Collection: Hierarchical content perception of visual media

2023-11-24

share

Introduction

Simulating the cognitive mechanisms of the brain to achieve efficient and hierarchical perception of visual content remains a formidable challenge in the field of computer vision. This project explores how to endow computers with the capability for hierarchical perception. The series of research outputs have amassed over 6,000 citations, playing a crucial guiding role in the subsequent evolution of related domains.

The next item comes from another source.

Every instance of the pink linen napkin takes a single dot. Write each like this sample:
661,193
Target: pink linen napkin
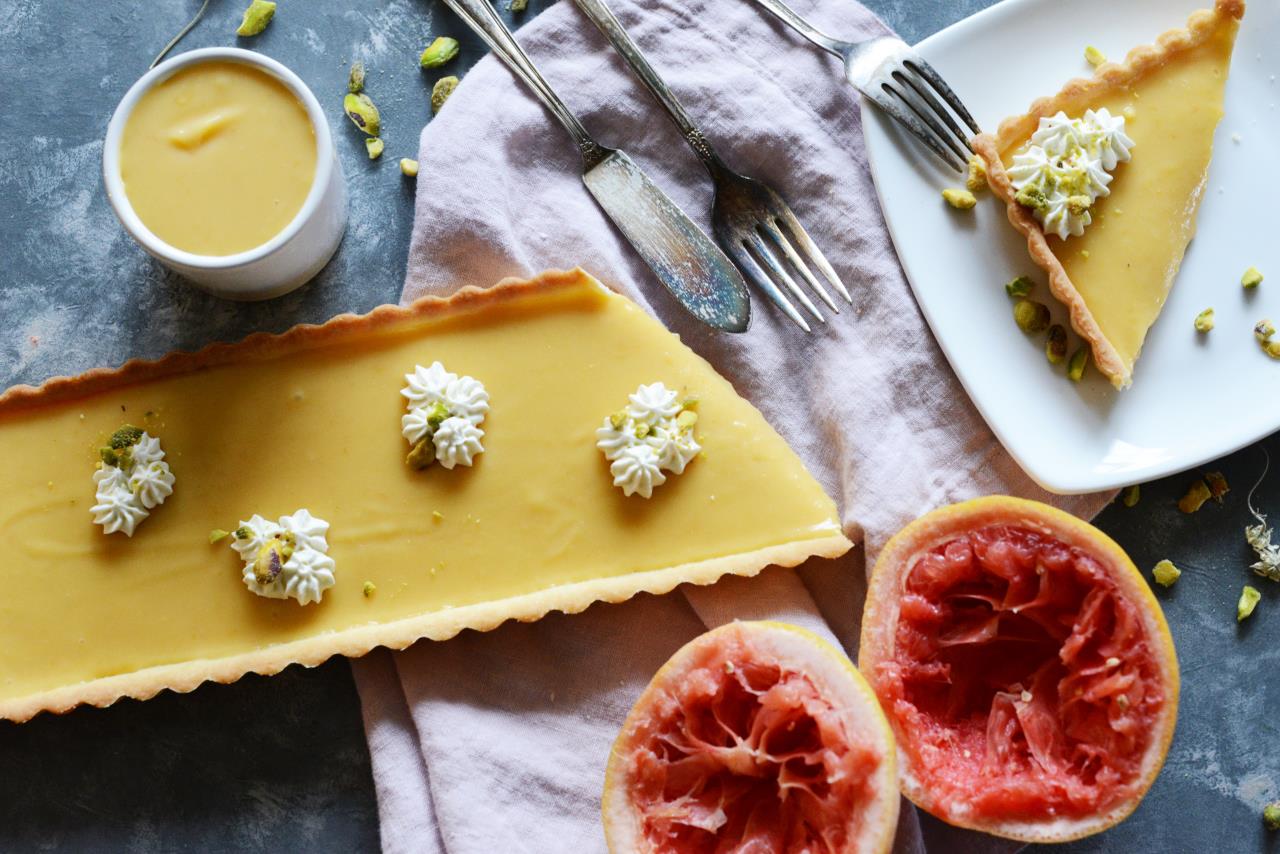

The project has developed a progressive theory and solutions for visual perception, ranging from coarse to fine-grained levels

The Digital Media Information Processing Team at Beijing Jiaotong University, in partnership with the Media Computing Laboratory at Nankai University, centered their research on hierarchical content perception in visual media. The initiative delves systematically into the theories and methodologies related to hierarchical perception of visual content, establishing a progressive framework that spans from image-level and object-level to pixel-level perception, both in coarse and fine-grained resolutions. This research addresses a series of questions such as "What objects are in the image? What pixels constitute the object? What categories do these pixels belong to? How can these categories be further subdivided?" The scope of the research encompasses image-level multi-object perception, object-level spatial perception, pixel-level coarse-grained perception, and pixel-level fine-grained perception. Eight seminal papers have been published in international journals and conferences, amassing over 6,000 citations on Google Scholar. Some of these papers represent pioneering contributions in their respective research directions and have significantly influenced subsequent developments in related fields. The work has garnered attention from Turing Award winners and over 100 IEEE Fellows. Additionally, some of the technologies have been integrated as standard The capabilities in hundreds of millions of Huawei smartphones.

21.png

The research clarifies the intrinsic connections among various hierarchical tasks in visual content comprehension, thereby fostering the advancement of studies in visual perception

Firstly, at the level of image-based perceptual understanding, the research outcomes elucidate the intrinsic correlation between global and local image perception. A conceptual framework, termed "Image Decomposition-Local Perception-Global Fusion", was introduced. This framework transforms multi-class perception tasks into multiple single-class perception tasks, thereby successfully overcoming the bottleneck of insufficient training samples in multi-class perception endeavors. Secondly, at the object-level perception layer, the study uncovers the mechanisms by which hierarchical features influence the detection of object pixel locations within images. A multi-scale feature fusion architecture with short connections was developed, mining the complementary information from different hierarchical features to form a structurally coherent and detail-rich object localization map. Moreover, at the pixel-level coarse-grained perception layer, the research reveals the intrinsic relationship between image-level semantic information and object localization. A computational paradigm, dubbed "Recognition-Erase Adversarial," has been proposed.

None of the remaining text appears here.